Re: pg_walinspect - a new extension to get raw WAL data and WAL stats

From: Ashutosh Sharma <ashu(dot)coek88(at)gmail(dot)com>
To: Bharath Rupireddy <bharath(dot)rupireddyforpostgres(at)gmail(dot)com>
Cc: Andrew Dunstan <andrew(at)dunslane(dot)net>, Robert Haas <robertmhaas(at)gmail(dot)com>, Greg Stark <stark(at)mit(dot)edu>, Jeremy Schneider <schneider(at)ardentperf(dot)com>, Bruce Momjian <bruce(at)momjian(dot)us>, PostgreSQL Hackers <pgsql-hackers(at)lists(dot)postgresql(dot)org>, SATYANARAYANA NARLAPURAM <satyanarlapuram(at)gmail(dot)com>, marvin_liang(at)qq(dot)com, actyzhang(at)outlook(dot)com
Subject: Re: pg_walinspect - a new extension to get raw WAL data and WAL stats
Date: 2022-02-14 15:01:51
Message-ID: CAE9k0P=9SReU_613TXytZmpwL3ZRpnC5zrf96UoNCATKpK-UxQ@mail.gmail.com
Views: Raw Message | Whole Thread | Download mbox | Resend email
Thread:
Lists: pgsql-hackers

Here are few comments:

+/*
+ * Verify the authenticity of the given raw WAL record.
+ */
+Datum
+pg_verify_raw_wal_record(PG_FUNCTION_ARGS)
+{

Do we really need this function?

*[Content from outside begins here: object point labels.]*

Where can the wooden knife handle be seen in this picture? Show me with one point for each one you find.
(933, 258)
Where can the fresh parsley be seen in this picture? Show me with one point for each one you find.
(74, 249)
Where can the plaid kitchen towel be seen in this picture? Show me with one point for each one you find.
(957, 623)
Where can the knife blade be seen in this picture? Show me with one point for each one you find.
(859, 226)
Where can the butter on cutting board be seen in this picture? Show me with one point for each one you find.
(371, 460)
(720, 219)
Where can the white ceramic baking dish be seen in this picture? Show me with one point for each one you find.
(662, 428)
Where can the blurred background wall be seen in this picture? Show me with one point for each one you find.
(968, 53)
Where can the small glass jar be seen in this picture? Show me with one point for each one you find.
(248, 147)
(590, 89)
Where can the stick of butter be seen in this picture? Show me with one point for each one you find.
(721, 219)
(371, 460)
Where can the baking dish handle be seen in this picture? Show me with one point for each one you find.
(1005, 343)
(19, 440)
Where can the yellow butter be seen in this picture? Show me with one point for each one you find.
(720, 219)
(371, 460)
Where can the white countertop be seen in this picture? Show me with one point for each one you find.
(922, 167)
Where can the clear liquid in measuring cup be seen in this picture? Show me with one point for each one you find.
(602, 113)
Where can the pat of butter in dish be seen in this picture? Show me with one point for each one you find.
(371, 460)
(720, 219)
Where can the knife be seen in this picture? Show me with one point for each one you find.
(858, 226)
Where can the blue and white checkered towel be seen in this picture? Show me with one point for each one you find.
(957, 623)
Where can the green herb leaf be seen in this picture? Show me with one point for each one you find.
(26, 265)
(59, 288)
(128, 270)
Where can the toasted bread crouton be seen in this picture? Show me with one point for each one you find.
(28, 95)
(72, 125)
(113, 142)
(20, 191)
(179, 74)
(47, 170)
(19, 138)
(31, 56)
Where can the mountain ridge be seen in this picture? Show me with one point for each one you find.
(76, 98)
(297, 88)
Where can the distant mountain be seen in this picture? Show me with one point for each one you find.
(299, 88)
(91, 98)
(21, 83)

I see that whenever the record is
read, we verify it. So could there be a scenario where any of these
functions would return an invalid WAL record?

--

Should we add a function that returns the pointer to the first and
probably the last WAL record in the WAL segment? This would help users
to inspect the wal records in the entire wal segment if they wish to
do so.

--

+PG_FUNCTION_INFO_V1(pg_get_raw_wal_record);
+PG_FUNCTION_INFO_V1(pg_get_first_valid_wal_record_lsn);
+PG_FUNCTION_INFO_V1(pg_verify_raw_wal_record);
+PG_FUNCTION_INFO_V1(pg_get_wal_record_info);
+PG_FUNCTION_INFO_V1(pg_get_wal_records_info);

I think we should allow all these functions to be executed in wait and
*nowait* mode. If a user specifies nowait mode, the function should
return if no WAL data is present, rather than waiting for new WAL data
to become available, default behaviour could be anything you like.

--

+Datum
+pg_get_wal_records_info(PG_FUNCTION_ARGS)
+{
+#define PG_GET_WAL_RECORDS_INFO_COLS 10

We could probably have another variant of this function that would
work even if the end pointer is not specified, in which case the
default end pointer would be the last WAL record in the WAL segment.
Currently it mandates the use of an end pointer which slightly reduces
flexibility.

--

+
+/*
+ * Get the first valid raw WAL record lsn.
+ */
+Datum
+pg_get_first_valid_wal_record_lsn(PG_FUNCTION_ARGS)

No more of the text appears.